Vasculogenesis is a complex process by which endothelial stem and progenitor cells undergo de novo vessel formation. Quantitative assessment of vasculogenesis has become a central readout of endothelial progenitor cell functionality, and therefore, several attempts have been made to improve both in vitro and in vivo vasculogenesis models. However, standard methods are limited in scope, with static measurements failing to capture many aspects of this highly dynamic process. Therefore, the goal of developing this novel protocol was to assess the kinetics of in vitro vasculogenesis in order to quantitate rates of network formation and stabilization, as well as provide insight into potential mechanisms underlying vascular dysfunction. Application of this protocol is demonstrated using fetal endothelial colony forming cells (ECFCs) exposed to maternal diabetes mellitus. Fetal ECFCs were derived from umbilical cord blood following birth, cultured, and plated in slides containing basement membrane matrix, where they underwent vasculogenesis. Images of the entire slide wells were acquired using time-lapse phase contrast microscopy over 15 hours. Images were analyzed for derivation of quantitative data using an analysis software called Kinetic Analysis of Vasculogenesis (KAV).
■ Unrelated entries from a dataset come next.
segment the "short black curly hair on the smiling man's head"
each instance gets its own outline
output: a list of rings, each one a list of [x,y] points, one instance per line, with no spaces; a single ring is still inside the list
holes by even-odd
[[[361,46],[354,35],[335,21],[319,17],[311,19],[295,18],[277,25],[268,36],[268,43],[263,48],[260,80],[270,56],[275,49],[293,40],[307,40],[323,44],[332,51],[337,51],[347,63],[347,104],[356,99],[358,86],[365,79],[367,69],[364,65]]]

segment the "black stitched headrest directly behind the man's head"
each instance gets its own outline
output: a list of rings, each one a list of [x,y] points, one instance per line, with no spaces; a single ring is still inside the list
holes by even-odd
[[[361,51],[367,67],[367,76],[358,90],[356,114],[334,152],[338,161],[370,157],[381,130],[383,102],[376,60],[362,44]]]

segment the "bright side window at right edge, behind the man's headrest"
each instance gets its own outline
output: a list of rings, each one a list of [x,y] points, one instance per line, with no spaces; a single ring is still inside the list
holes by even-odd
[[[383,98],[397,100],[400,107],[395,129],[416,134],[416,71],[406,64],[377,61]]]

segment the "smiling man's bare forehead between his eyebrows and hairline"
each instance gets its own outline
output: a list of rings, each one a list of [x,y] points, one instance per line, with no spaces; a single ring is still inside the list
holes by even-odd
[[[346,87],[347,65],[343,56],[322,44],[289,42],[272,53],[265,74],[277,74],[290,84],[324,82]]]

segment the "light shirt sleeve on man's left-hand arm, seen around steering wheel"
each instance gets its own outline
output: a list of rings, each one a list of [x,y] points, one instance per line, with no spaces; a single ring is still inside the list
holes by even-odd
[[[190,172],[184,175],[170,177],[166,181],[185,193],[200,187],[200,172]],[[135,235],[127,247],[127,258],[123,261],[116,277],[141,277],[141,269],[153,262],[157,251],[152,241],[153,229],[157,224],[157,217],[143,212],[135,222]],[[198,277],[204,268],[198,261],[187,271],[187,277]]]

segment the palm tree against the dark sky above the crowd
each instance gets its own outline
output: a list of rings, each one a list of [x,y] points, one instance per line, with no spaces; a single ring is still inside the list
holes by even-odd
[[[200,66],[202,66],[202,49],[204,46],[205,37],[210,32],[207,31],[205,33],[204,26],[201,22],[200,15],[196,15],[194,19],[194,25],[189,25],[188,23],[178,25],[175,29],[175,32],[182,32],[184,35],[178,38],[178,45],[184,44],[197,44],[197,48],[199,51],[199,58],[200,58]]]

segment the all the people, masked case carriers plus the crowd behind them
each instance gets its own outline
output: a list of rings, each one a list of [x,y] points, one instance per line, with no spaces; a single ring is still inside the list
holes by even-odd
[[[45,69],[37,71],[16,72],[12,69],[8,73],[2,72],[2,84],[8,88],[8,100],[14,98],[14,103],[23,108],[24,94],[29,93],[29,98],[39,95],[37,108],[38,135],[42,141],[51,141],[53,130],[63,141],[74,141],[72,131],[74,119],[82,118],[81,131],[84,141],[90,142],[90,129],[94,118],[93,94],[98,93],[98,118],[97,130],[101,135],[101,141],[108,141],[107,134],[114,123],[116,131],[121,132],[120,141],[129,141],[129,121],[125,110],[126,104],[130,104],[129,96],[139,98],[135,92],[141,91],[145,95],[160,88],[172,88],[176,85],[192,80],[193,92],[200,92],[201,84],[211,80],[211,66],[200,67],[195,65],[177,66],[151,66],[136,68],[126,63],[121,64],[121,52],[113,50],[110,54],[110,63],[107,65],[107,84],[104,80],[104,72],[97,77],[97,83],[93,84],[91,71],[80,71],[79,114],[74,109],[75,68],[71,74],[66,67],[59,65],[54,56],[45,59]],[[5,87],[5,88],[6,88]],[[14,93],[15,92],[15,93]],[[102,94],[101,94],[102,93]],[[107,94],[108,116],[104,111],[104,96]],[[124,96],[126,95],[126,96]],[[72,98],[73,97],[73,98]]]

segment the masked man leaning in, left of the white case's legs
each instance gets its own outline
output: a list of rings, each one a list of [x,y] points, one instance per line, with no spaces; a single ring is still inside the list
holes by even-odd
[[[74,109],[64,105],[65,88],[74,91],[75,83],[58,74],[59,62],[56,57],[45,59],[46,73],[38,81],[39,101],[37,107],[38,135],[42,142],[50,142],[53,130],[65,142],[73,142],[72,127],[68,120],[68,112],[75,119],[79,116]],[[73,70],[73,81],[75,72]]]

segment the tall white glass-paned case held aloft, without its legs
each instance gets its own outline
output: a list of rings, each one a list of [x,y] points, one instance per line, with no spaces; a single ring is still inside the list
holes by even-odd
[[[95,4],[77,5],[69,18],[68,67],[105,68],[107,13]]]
KAV uses image segmentation followed by skeletonization to analyze network components from stacks of multi-time point phase contrast images to derive ten parameters (9 measured, 1 calculated) of network structure including: closed networks, network areas, nodes, branches, total branch length, average branch length, triple-branched nodes, quad-branched nodes, network structures, and the branch to node ratio. Application of this protocol identified altered rates of vasculogenesis in ECFCs obtained from pregnancies complicated by diabetes mellitus. However, this technique has broad implications beyond the scope reported here. Implementation of this approach will enhance mechanistic assessment and improve functional readouts of vasculogenesis and other biologically important branching processes in numerous cell types or disease states.